Because those stock prices are not sustainable:
Stocks are overvalued and the US economy is likely to fall back into a recession next year, well-known analyst Meredith Whitney told CNBC.
“I haven’t been this bearish in a year,” she said in a live interview. “I look at the board and every single stock from Tiffany to Bank of America to Caterpillar is up. But there is no fundamental rooting as to why these names are up—particularly in the consumer space.”
Agreed – there is nothing in the US or global economy which warrants the sort of stock price run-up we’ve seen since March. Even if one wishes to keep faith with Obama and Keynesian economics, the best one could expect is that stock prices would not have fallen further than they did in March and, perhaps, have a 10% or so upswing. Right now, the S&P 500 is 64% above its March low – and there’s nothing to back it up.

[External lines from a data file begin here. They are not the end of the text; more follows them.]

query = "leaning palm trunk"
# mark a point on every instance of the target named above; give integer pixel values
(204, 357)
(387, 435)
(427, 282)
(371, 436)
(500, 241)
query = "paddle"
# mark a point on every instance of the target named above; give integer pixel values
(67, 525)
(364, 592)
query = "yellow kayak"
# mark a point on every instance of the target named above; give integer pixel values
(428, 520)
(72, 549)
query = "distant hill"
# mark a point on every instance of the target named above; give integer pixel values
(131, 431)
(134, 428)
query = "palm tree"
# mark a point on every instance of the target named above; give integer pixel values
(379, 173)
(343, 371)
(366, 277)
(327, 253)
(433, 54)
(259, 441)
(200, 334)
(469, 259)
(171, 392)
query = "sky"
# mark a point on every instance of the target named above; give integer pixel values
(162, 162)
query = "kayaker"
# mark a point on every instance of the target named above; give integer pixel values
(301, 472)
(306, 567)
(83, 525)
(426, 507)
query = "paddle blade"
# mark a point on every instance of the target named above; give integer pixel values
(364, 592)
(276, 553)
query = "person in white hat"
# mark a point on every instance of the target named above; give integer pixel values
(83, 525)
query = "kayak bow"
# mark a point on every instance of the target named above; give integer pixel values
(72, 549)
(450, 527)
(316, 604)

From what I’ve been able to piece together, it seems that Treasury and Federal Reserve – by varied means – pumped money in to stocks in order to inflate the price. My theory as to why they did this revolves around the fact that the major banks are actually insolvent and pushing their stock price higher was the only means available to hide this fact – the rise in stocks allowed the banks to pretend they had profits, you see? What has happened now, however, is that the boom in stocks has taken on a bit of a life of its own – the suckers are really pouring in to this, the largest sucker rally since the Depression.
When will it all come crashing down? I’m sticking with March – not because I’m some sort of primo number cruncher, but because I just can’t see anyone keeping the ball floating up there longer than that, especially as I expect 4th quarter 2009 and 1st quarter 2010 economic numbers to be flat or down. Of course, it could go on longer – and, in fact, it is within the realm of possibility that the stock market will fly much, much higher – perhaps even in to record territory – before it comes down. All that depends on how much money fools are willing to put in to the market. But I don’t think we’ll see that, because the fools are really out in force in China and I expect that bubble popping to be the trigger for our stock slide…though it could be vice versa.
Its all smoke and mirrors, good people – we’re in a depression and its going to be a long, hard and slow climb out of it…and the longer we keep up with stimulus, bail outs and funny money, the worse it will get and the longer we’ll have to go before we’re free of it. Harsh as it would have been, it would have been better in September of last year if we had just let things completely collapse – we’d already be on the path to recovery, by now. But, as it is, we’re just putting off the day of reckoning.